Back in the 1990s, when Mr. Reeve was an employee-relations trainer for Apple
Computer Inc., he used his tracking acumen to detect clues that portended job
cuts. "I began noticing that people were going into meetings together who
weren't normally meeting," he recalls. "Some were meeting more frequently. It's
like when a fox is walking along the treeline," he says. "Birds are going to
start calling, and their behavior indicates that a fox is there. Even if I can't
see the fox, by listening to the birds, I know it is there." He studied which
executives reserved conference rooms, and soon he compiled a list of departments
he thought were likely to be hit by job cuts.
Two weeks later, Mr. Reeve's list proved to be almost completely accurate: His
department was cut.
Not all students take to tracking, as Mr. Reeve found four years ago when he
tried offering training to corporations in week-long sessions. "People were
like, 'Are we done playing yet?'" Mr.

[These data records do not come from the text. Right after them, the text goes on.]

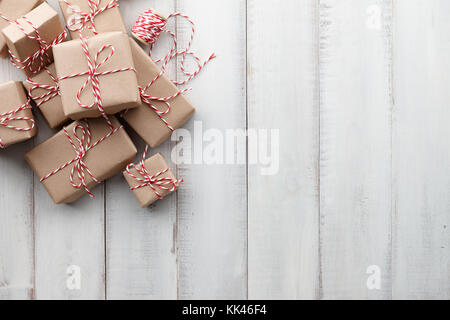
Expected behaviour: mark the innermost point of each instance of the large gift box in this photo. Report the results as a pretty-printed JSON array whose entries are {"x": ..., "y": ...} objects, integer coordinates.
[
  {"x": 31, "y": 39},
  {"x": 16, "y": 119},
  {"x": 80, "y": 156},
  {"x": 44, "y": 91},
  {"x": 151, "y": 180},
  {"x": 11, "y": 10},
  {"x": 153, "y": 120},
  {"x": 92, "y": 17},
  {"x": 104, "y": 81}
]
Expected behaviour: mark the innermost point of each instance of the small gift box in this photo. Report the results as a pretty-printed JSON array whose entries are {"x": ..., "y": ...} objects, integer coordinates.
[
  {"x": 80, "y": 156},
  {"x": 31, "y": 38},
  {"x": 96, "y": 76},
  {"x": 92, "y": 17},
  {"x": 151, "y": 180},
  {"x": 16, "y": 119},
  {"x": 11, "y": 10},
  {"x": 163, "y": 108},
  {"x": 43, "y": 89}
]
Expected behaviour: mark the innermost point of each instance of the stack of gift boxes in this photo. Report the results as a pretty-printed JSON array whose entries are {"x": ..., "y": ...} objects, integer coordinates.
[{"x": 82, "y": 87}]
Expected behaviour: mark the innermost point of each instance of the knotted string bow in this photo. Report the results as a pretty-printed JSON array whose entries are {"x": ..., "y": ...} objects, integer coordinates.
[
  {"x": 81, "y": 143},
  {"x": 51, "y": 91},
  {"x": 7, "y": 117},
  {"x": 93, "y": 76},
  {"x": 36, "y": 62},
  {"x": 149, "y": 100},
  {"x": 156, "y": 182},
  {"x": 80, "y": 20}
]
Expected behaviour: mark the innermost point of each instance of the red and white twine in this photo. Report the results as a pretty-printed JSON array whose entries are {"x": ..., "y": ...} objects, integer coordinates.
[
  {"x": 41, "y": 58},
  {"x": 148, "y": 28},
  {"x": 81, "y": 144},
  {"x": 150, "y": 25},
  {"x": 7, "y": 117},
  {"x": 155, "y": 181},
  {"x": 93, "y": 73},
  {"x": 79, "y": 21},
  {"x": 149, "y": 100},
  {"x": 51, "y": 91}
]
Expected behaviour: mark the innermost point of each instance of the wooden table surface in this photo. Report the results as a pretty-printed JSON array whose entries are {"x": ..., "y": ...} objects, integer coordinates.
[{"x": 360, "y": 206}]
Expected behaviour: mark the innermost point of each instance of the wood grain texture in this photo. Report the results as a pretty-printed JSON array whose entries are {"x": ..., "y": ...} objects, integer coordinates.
[
  {"x": 358, "y": 91},
  {"x": 355, "y": 152},
  {"x": 422, "y": 150},
  {"x": 141, "y": 256},
  {"x": 283, "y": 94},
  {"x": 68, "y": 235},
  {"x": 16, "y": 215},
  {"x": 212, "y": 204}
]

Reeve recalls. "Some people had a
difficult time finding the applicability of the skills." He hopes to try again
soon. "I really believe there's a great opportunity there," he says.
For some students, a course at the Tracker School is a life-changing experience.
A surprisingly large number of students relocate, quit jobs or even leave
spouses after discovering tracking. Mr. Reeve actually warns students not to do
anything rash at the end of the school's Standard Class, the prerequisite in
basic skills that all students must take.
"It's not the school that changes them," Mr. Reeve says. "It's nature that
changes them. For the first time in many of their lives, they've had a very
powerful connection to the natural world."